On trouvera quelques-unes des illustrations du Canard sauvage reproduites dans Charles-Louis Philippe, Chroniques du Canard sauvage (Plein Chant, pp. 166-181).

42 Contes, par George Auriol (Plein Chant, 2004)
est consacré à l'inventeur de la Française légère.

  



      




Le Canard sauvage, lancé par Edmond Chatenay (Joseph Werner), déjà créateur de La Vie en rose, et baptisé du nom de la pièce d'Ibsen, Le Canard sauvage, ne vécut pas longtemps. Le premier numéro de cet hebdomadaire satirique et littéraire d'une vingtaine de pages est daté 21-28 mars 1903, le dernier 18-24 octobre 1903. Comme La Vie en rose, la feuille est imprimée en Française légère, un des caractères d'Auriol. Les illustrateurs, parmi lesquels on note Willette, Cappiello, Steinlen, Roubille sont prestigieux, les rédacteurs également — au regard de la littérature, non des principes du monde bourgeois. Alfred Jarry côtoie Charles-Louis Philippe, on rencontre Jules Renard souvent et Octave Mirbeau deux fois. Après un mois, chaque numéro traite d'un thème fourni par l'actualité, politique de préférence. Le Canard sauvage devient franchement anticlérical et antimilitariste, puis il s'essouffle. Restent, à la fin, cinq illustrateurs seulement,  Hermann-Paul, Roubille, Iribe, Kupka et Vallotton, et parmi les rédacteurs de poids, Charles-Louis Philippe et Alfred Jarry.

Au premier numéro, en huitième page (le journal n'est pas paginé) Charles-Louis Philippe donne La Mi-Carême (éditions Plein Chant, p. 53), que l'on peut rapprocher d'une illustration par Cappiello, en dernière page.


APRÈS LA MI-CARÊME

— Qu'est-ce que ce sera après le carême tout entier ?


Charles-Louis Philippe souffrait, en ce jour de liberté sexuelle, de ne pas avoir les cinq francs que lui auraient coûté les services d'une fille des rues, de n'avoir pas, non plus, rencontré une jeune fille à séduire, car les demoiselles étaient, ce jour-là, enfermées chez elle par des mères soucieuses de préserver leur vertu. Cappiello, lui, nous montre un noceur, vivant dans un autre monde que celui de l'auteur de "La Mi-Carême".

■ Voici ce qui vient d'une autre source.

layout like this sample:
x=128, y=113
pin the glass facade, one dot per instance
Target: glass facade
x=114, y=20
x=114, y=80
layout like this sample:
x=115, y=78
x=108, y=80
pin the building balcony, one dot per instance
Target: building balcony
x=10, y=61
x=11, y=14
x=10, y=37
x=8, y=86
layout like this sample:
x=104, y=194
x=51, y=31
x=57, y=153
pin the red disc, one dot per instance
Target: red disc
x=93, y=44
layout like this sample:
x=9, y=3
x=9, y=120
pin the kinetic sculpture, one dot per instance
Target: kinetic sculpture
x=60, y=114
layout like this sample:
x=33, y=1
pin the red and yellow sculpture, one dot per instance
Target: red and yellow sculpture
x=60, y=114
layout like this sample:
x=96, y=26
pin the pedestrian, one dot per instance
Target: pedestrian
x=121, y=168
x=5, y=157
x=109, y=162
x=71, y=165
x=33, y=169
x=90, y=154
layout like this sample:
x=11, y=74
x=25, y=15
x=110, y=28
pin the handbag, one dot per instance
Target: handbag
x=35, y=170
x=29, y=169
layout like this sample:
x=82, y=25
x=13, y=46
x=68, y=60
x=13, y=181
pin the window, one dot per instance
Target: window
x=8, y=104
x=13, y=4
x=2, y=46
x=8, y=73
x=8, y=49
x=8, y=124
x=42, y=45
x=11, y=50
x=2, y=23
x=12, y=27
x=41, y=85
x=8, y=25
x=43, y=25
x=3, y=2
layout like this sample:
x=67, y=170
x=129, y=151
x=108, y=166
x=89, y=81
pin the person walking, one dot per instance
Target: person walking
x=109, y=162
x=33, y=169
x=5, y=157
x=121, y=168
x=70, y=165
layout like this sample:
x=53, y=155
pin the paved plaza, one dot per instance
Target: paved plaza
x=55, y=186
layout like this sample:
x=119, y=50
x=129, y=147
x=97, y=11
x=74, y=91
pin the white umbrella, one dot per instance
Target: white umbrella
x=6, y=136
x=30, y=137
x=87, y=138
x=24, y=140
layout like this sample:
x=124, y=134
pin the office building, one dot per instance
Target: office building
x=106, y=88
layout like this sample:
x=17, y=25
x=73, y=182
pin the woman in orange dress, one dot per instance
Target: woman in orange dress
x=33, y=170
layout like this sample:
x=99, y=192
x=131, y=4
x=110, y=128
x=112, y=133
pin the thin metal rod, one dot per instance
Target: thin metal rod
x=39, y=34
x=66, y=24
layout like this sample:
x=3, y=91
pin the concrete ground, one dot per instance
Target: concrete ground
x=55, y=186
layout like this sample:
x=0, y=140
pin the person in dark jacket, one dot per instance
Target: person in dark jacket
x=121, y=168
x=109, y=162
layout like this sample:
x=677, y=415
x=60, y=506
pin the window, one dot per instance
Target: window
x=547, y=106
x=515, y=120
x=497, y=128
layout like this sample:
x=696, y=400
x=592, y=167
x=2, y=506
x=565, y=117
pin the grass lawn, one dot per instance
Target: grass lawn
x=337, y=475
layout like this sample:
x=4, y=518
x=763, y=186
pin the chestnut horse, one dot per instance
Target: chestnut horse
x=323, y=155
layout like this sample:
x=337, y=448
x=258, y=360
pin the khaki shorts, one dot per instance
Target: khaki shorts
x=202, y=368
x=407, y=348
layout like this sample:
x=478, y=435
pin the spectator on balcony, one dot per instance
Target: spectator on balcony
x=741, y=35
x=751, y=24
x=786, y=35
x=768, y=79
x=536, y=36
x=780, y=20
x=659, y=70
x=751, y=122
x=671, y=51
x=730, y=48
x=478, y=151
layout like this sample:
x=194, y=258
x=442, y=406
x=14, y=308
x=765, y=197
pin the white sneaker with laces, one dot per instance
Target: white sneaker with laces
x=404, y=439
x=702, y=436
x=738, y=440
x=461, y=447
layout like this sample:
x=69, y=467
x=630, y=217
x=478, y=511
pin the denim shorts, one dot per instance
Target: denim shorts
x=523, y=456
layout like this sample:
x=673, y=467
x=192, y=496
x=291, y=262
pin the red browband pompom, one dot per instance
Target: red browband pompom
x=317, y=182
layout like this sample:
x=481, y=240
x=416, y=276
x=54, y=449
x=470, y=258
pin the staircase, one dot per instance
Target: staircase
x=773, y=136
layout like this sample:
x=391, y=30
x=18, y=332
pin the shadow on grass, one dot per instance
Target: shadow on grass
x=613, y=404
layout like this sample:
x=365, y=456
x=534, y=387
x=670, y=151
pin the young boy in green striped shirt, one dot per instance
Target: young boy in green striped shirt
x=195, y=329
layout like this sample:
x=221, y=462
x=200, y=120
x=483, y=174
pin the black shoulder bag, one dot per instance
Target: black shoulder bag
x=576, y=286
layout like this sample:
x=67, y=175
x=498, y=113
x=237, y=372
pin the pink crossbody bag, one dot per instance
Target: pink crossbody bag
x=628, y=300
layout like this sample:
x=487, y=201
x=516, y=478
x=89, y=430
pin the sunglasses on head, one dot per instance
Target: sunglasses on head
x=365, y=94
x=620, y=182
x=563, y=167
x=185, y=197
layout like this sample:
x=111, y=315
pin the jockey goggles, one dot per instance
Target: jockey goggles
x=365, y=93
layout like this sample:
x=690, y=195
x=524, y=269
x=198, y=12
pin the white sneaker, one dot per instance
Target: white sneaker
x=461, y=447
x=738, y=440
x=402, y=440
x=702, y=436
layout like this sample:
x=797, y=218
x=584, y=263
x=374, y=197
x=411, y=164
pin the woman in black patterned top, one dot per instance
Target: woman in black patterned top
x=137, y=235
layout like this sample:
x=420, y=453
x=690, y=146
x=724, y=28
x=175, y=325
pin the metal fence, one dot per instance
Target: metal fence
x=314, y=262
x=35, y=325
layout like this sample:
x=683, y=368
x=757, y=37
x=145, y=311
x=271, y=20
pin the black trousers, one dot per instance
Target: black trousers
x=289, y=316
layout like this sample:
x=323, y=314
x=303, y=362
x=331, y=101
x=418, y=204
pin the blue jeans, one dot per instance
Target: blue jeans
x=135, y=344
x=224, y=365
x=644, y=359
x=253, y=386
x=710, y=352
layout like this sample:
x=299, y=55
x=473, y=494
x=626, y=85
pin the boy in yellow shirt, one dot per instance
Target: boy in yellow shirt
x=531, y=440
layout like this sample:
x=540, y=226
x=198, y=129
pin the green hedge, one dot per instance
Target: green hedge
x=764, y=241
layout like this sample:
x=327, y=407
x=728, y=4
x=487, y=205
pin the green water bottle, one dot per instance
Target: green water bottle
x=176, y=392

Le N° 13 (14-20 juin 1923) qui donnait en une le thème traité, affichait le nom d'un lieu marocain, Figuig, tout proche du sud oranais.
C'est que des habitants de Figuig avaient agressé le 31 mai 1903, au col de Zenaga, Charles Jonnart, le gouverneur général de l'Algérie en tournée d’inspection, et son escorte. La France organisa des représailles, avec le concours de la Légion étrangère. Charles-Louis Philippe donna au Canard sauvage un texte hors de toute considération politique ou actuelle, La Légion étrangère (Plein Chant, p. 84), placé dans les premières pages : à la Légion étrangère, « Il y a de tout […] Il y a ceux qui vont chercher du courage et il y  a ceux qui ont perdu courage. Il y a l’homme amer à côté de l’homme doux ». En dernière page, un dessin de Vallotton, très différent de l'esprit de Charles-Louis Philippe, presque goguenard par sa légende :


— La France sera fière de vous, caporal… votre nom ?
— Ché né gombrends pas.


Le 7 juin 1903, le paquebot Le Liban était entré en collision avec un autre paquebot, L'Insulaire. Le Liban coula, une centaine de passagers furent noyés, presque tout l'équipage survécut. Charles-Louis Philippe exprima son dégoût  dans La catastrophe du "Liban" (N° 14, 21-27 juin ; Plein Chant, p. 87). Première phrase choc :
« Les officiers de marine sont des hommes du monde. » Puis une conversation imaginée mais vraisemblable, celle d'une passagère disant au commandant : « Ce qui me charme aujourd’hui dans les voyages, commandant, c’est l’agrément et la sécurité. Il semble qu’on ne sorte pas de son salon ». Les deux paquebots appartenaient à la même compagnie maritime, et Steinlen illustra le "drame" de l'armateur et des actionnaires avec ce diptyque :

L'ARMATEUR
— Quelle perte, Seigneur !… pour nos pauvres actionnaires !




LES ACTIONNAIRES
— Quel désastre, cher ami !… quel désastre pour le dividende !



Le texte Un meurtre (Canard sauvage, N° 15, 28 juin-4  juillet ; Plein Chant, p. 90) de Charles-Louis Philippe a pour point de départ l'assassinat du roi Alexandre Ier de Serbie, et de la reine, par des officiers nationalistes. Au roi assassiné devait succéder Pierre Karageorgévitch, alors en exil et choisi par les officiers. Iribe en fit ce dessin (placé en dernière page, alors que Un meurtre l'est en page 2) :


— La prochaine fois ce sera plus complet : Pierre a trois enfants.